Feststellung der AU:
AU ist ein objektiver Begriff, das heißt, er muss nachvollziehbar und begründet sein. Subjektive Einschätzungen der Betroffenen spielen dabei keine Rolle, mit anderen Worten: es ist gleich, ob sich jemand als arbeitsunfähig einstuft, entscheidend ist nur die objektive ärztliche Feststellung.
Diese hat sich zu gründen auf die
- berichteten Beschwerden
- objektiven medizinischen Befunde (klinisch-körperlicher und/oder psychischer Befund) und insbesondere Funktionsstörungen (funktioneller Befund)
- daraus abzuleitenden objektiven Einschränkungen beruflicher Fähigkeiten
Diese Verknüpfungskette muss sich aus den AU-Gutachten immer ergeben.
Teilweise AU:
Eine Teilarbeitsfähigkeit führt in der Regel ab etwa 30% zu einer Leistungseinstellung der KT-Versicherung (Unterschiede je nach Unternehmen), da in der Instanzenrechtsprechung eine Teilarbeitsfähigkeit von über 30% als Tätigkeit von wirtschaftlichem Wert qualifiziert wurde. Eine Tätigkeit, die nicht von wirtschaftlichem Wert ist, führt nicht zur Leistungsfeiheit der KT-Versicherung.
Mobbing:
s. auch Ausführungen zur Arbeitsplatzunverträglichkeit!

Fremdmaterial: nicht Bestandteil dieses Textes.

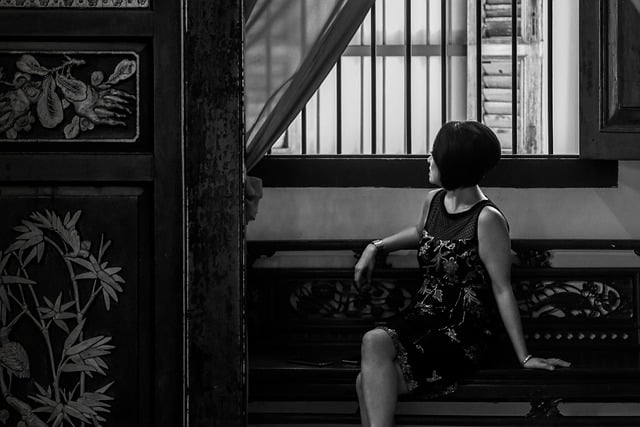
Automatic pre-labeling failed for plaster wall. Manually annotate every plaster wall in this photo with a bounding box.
[247,161,640,240]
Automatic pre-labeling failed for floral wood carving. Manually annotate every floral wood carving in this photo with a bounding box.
[515,280,633,319]
[0,53,138,142]
[289,280,411,319]
[0,211,125,427]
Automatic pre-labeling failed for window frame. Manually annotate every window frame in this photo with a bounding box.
[251,0,618,188]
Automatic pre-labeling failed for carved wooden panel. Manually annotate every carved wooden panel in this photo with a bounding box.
[0,0,150,9]
[248,268,640,352]
[580,0,640,159]
[0,43,152,146]
[0,187,152,426]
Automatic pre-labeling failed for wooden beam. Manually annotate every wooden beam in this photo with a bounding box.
[184,0,246,427]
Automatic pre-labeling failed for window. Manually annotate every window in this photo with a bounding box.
[272,0,578,155]
[252,0,618,188]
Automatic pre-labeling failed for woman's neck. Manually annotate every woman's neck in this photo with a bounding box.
[444,185,487,213]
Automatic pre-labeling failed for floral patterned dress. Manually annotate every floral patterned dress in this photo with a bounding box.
[380,190,499,396]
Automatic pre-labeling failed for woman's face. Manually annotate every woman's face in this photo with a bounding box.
[427,153,442,187]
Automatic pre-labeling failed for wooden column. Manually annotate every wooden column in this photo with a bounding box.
[184,0,246,427]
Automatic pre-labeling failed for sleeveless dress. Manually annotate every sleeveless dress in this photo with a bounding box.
[378,190,499,397]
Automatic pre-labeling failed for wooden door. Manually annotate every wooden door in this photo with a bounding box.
[580,0,640,159]
[0,0,184,426]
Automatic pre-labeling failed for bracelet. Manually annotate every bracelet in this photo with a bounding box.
[371,239,384,253]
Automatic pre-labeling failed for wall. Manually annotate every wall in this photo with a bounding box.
[248,161,640,240]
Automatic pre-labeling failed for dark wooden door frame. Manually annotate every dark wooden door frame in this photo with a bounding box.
[184,0,247,427]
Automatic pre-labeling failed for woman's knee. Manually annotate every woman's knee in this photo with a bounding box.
[361,329,395,358]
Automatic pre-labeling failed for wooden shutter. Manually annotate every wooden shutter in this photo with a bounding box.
[469,0,543,154]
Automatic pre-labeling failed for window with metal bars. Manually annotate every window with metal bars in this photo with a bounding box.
[270,0,578,156]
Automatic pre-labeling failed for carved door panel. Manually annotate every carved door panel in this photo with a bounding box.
[0,0,183,427]
[580,0,640,159]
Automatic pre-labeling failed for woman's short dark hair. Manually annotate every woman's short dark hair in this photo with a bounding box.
[432,121,501,190]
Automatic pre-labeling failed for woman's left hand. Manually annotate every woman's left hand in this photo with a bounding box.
[522,357,571,371]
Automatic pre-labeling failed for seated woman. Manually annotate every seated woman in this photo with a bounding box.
[355,122,570,427]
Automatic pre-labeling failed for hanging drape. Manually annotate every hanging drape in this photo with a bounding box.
[245,0,374,171]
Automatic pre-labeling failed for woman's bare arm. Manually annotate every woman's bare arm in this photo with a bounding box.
[478,207,570,370]
[354,190,438,284]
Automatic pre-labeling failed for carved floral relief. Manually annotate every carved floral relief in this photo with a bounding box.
[0,52,139,142]
[0,211,125,427]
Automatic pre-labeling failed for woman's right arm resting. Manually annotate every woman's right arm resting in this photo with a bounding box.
[354,190,438,284]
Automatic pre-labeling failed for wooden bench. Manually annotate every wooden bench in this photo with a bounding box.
[247,240,640,427]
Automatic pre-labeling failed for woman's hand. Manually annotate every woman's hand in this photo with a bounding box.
[522,357,571,371]
[353,243,378,286]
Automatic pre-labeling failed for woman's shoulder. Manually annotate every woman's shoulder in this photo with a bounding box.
[478,203,509,232]
[418,188,444,230]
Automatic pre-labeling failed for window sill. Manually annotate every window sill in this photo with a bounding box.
[249,156,618,188]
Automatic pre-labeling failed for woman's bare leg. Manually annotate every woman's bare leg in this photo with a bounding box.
[356,373,371,427]
[360,329,407,427]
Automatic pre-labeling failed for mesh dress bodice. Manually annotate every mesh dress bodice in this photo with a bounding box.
[381,190,498,396]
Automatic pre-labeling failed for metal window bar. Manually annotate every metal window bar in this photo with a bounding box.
[546,0,553,156]
[300,106,307,154]
[302,1,307,154]
[511,0,518,155]
[424,1,431,153]
[280,0,554,155]
[476,0,484,123]
[440,0,448,124]
[371,3,377,154]
[336,58,342,154]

Im AU-Gutachtenformular ab der Version 2015 fragen wir im Punkt 2 des Gutachtens nach einer psychischen Belastung oder Beeinträchtigung am Arbeitsplatz. Die frühere “Arbeitsplatzunverträglichkeit” gibt es seit 2011 (BGH-Urteil) nicht mehr.
Stress als AU-Begründung:
Oftmals wird in verantwortungsvollen Positionen bei Angestellten und Selbständigen „Stress“, „Zeitdruck“, „Termindruck“ als Ursache der Gesundheitsgefährdung und indirekt damit als AU-Ursache thematisiert.
Ein Urteil des OLG Saarbrücken liefert jedoch gerade für den Bereich der Selbständigen hier gute Argumente gegen ein Weiterbestehen der AU durch solche negativen Stressoren:
…der Kl. war geschäftsführender Gesellschafter seines Unternehmens. Damit war es ihm – nicht anders als einem Selbständigen – rechtlich und in gewissen Grenzen auch tatsächlich möglich, seinen beruflichen Einsatz zu steuern. Diese Möglichkeit der täglichen Organisation prägt seinen Beruf. Er hat nicht dargelegt, dass dieser Beruf es ausgeschlossen hätte, seine persönliche Tätigkeit so zu gestalten, dass sein Leiden nicht mehr in relevantem Maße aufgetreten wäre. Die Sachverständige … hat insoweit ausgeführt, dass viele, wie der Kl. unternehmerisch tätige Personen, dazu neigen, alle Belastungen „zusammenzuballen“, Veränderungen des Tagesablaufes und Verschiebungen von besonderen Belastungen auf Zeiten einer sonst geringeren Inanspruchnahme könnten das Auftreten der Symptome indessen verhindern. Dass der Kl. objektiv nicht im Stande gewesen sei, seinen beruflichen Einsatz so zu organisieren, hat er nicht dargelegt und ist auch nicht erkennbar…“ (OLG Saarbrücken, Urteil vom 13. April 2005 – 5 U 842/ß1-67, r+s 2007: 70f.)
Zusammengefasst:
Der Selbständige und leitende Angestellte kann durch vernünftige Planung seines Arbeitstages und Delegation von nicht zwingend mit seiner Person verbundenen Aufgaben seinen gesundheitlichen Dispositionen gerecht werden.
Von nicht durch eine Krankheit bedingten subjektiven Fehleinschätzungen der konkreten Belastbarkeit schützt eine Krankentagegeldversicherung eben nicht, sie deckt die beruflichen Folgen des Leidens an der Gesundheit, nicht aber die gesundheitlichen Folgen des Leidens an dem Beruf.
Dieser wichtige Grundsatz ist bei der Beurteilung der AU immer zu berücksichtigen.